Absent more public regulation and public investment, airlines are increasingly crowded, surly, incompetent and overpriced. What choice do we have? We can always walk.
This summer has also brought a test of deregulation of electric power. Again, deregulation failed. In California, the vanguard of electricity deregulation, consumers are facing bills double and triple those of the regulated era. As in the case of airlines, the idea was that electricity is just another commodity. Get government out of the way and the free market will figure out just the right price and the right generating capacity. But whoever thought up that idea is a dim bulb.

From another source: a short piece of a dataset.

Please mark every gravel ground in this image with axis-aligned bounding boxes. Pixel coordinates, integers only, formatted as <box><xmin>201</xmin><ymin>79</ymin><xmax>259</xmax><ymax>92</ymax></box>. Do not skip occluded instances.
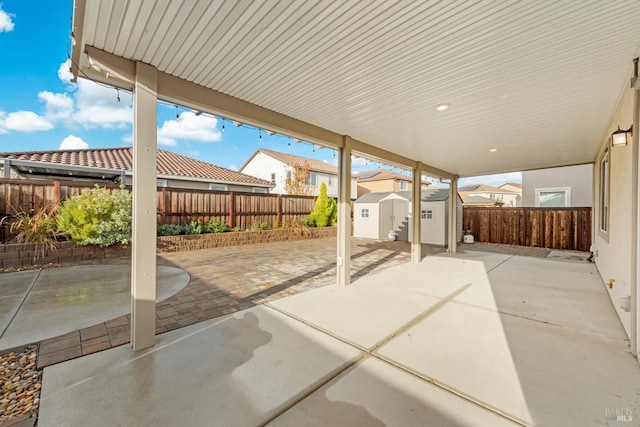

There is a very long lead time in the construction of power plants. The free market can't easily predict weather conditions or peak demands; it can't suddenly add new capacity. Electricity is, of course, a necessity. If scarcity suddenly materializes because private entrepreneurs cut construction costs, they still win by raising prices. Consumers can only conserve so much; they simply have to pay whatever the electric company charges. (Price competition is not meaningful in a deregulated system because different power companies increasingly all buy in the same wholesale power market and charge essentially the same prices.)
Ironically, the one part of California that still has plenty of power at reasonable prices is Los Angeles, which has its own system and never bought into deregulation. L.A.'s system, not coincidentally, is headed by David Freeman, who was once the chief of the granddaddy of all public power systems, the TVA.
Under the bad old regulated system, electric prices were set by public utility commissions. A power grid was maintained, with plenty of generating capacity to spare. Regulators made mistakes, but nothing like the calamity that Californians face this summer. For three quarters of a century, as technology improved, regulated electric rates came steadily down.
Want one more example? How about banking. Under the old regulated system, banks almost never failed, they didn't buy and sell each other, and customer service reps actually had time for their customers. And there was more choice of local competing banks.
Granted, a lot of the economy works fine with little regulation. Other than making sure that cars pass safety standards, government can stay out of the auto rental business. Other than inspecting kitchens for cleanliness, government doesn't need to second guess what restaurants serve or how much they charge. The same goes for most of retailing and manufacturing. But big industries where market power is concentrated, and the product is a public necessity, and consumers lack the effective means to shop around, are just different.
Deregulating them doesn't help the consumer. It just helps the consumer to get gouged. The geniuses who brought us deregulation of these industries should be sentenced to a purgatory of endless waits at a one-airline airport. During a power brownout in a heat wave. On hold to their banker.